5. Cuáles son las normas para marchar sin violar la ley.

6. Qué es necesario hacer (durante la marcha) para que se logre comunicar su propósito.

7. La importancia de escoger buenos líderes que los representen frente a las cámaras y saber tomar buenas decisiones guiadas con personas con experiencia.

8. El asistir a marchas dirigidas para la comunidad dirigidas por organizaciones respetables, como la de AFSC Cristián Ramírez (619) 233-4114 y Roberto Martínez (619) 696-1210.

9. Entender cómo la unión hace la fuerza.

10. Comprender que los cambios son un proceso y que no deben darse por vencidos.

11. El marchar es un derecho.

12. El marchar significa abogar en unión por una injusticia; pero en ningún momento significa actuar con violencia. Es entendible sentir coraje; pero no es correcto actuar con rudeza.

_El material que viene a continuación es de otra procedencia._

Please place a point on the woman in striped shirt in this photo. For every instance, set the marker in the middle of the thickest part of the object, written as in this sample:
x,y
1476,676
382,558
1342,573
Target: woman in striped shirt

13. Saber que hay otras formas aparte de marchar donde se puede llegar a detener tal injusticia y mantener la presión en el gobierno. Como por ejemplo: foros comunitarios; se le puede mandar una copia de la constitución a todos los senadores, congresistas, vice-presidente y presidente de los Estados Unidos para que lo vuelvan a recordar lo que se les olvidó. También, de sus propios libros escolares se les puede mandar a todos los representantes recordándoles que ellos fueron emigrantes. O bien, pueden ser creativos: como mandar una hoja de votar donde el nombre de su repre-sentante no sea seleccionado.

14. Esta es una gran oportunidad para reconocer que no únicamente somos individuos o que solamente formamos parte de una familia; sino también, que formamos parte de una comunidad, estado, país, mundo y universo. Que esto sea sólo el principio de los cambios que se necesitan.

15. Esta es una buena oportunidad para reconocer que hay que VOTAR, aun sabiendo que las elecciones antepasadas fueron robadas. Lo que más le asusta a los gobiernos es la unión pacifica.

16. Su seguridad es lo más importante. Tienen que estar al pendiente de que una persona o grupo mal intencionada pueda causar revuelo. Nunca se les olvide: Para vencer el odio es con amor, para vencer la injusticia es con justicia, para vencer la violencia es con la paz.

Cuando se crea una plena conciencia de lo que sucede se pueden tomar mejores decisiones. En la juventud no queremos ni que sean unos borregos ni que sean catalogados por unos rebeldes sin causa. Lo que les sucede a unos cuantos jóvenes es que la sensación de estar en una polémica les da energía y la pueden mal dirigir o tergiversar.

El trabajo de ser padres no es fácil, más aún debido a todas las injusticias. Por eso aquí tienen 16 puntos con los cuales ustedes pueden dialogar con sus hijos o maestros. Y consecuentemente, nuestros hijos obtendrán beneficios emocionales, tales como:

1. Desarrollar un interés en la escuela.

2. Generar un interés en su cultura mexicana, estadounidense y chicana.

3. Participar en el VOTO.

4. Continuar con la educación universitaria.

5. Aprender que la unión hace la fuerza.

6. Que el emigrar a diferentes lugares es un transcurso natural que lo vemos a través de la historia.

7. Los trabajos de los representantes políticos es para servirnos.

8. No tienen que vivir con miedo. ¡Tienen el derecho de hablar y ser escuchados!

9. Nuestros hijos marcharán con orgullo, paz y con un alta estima.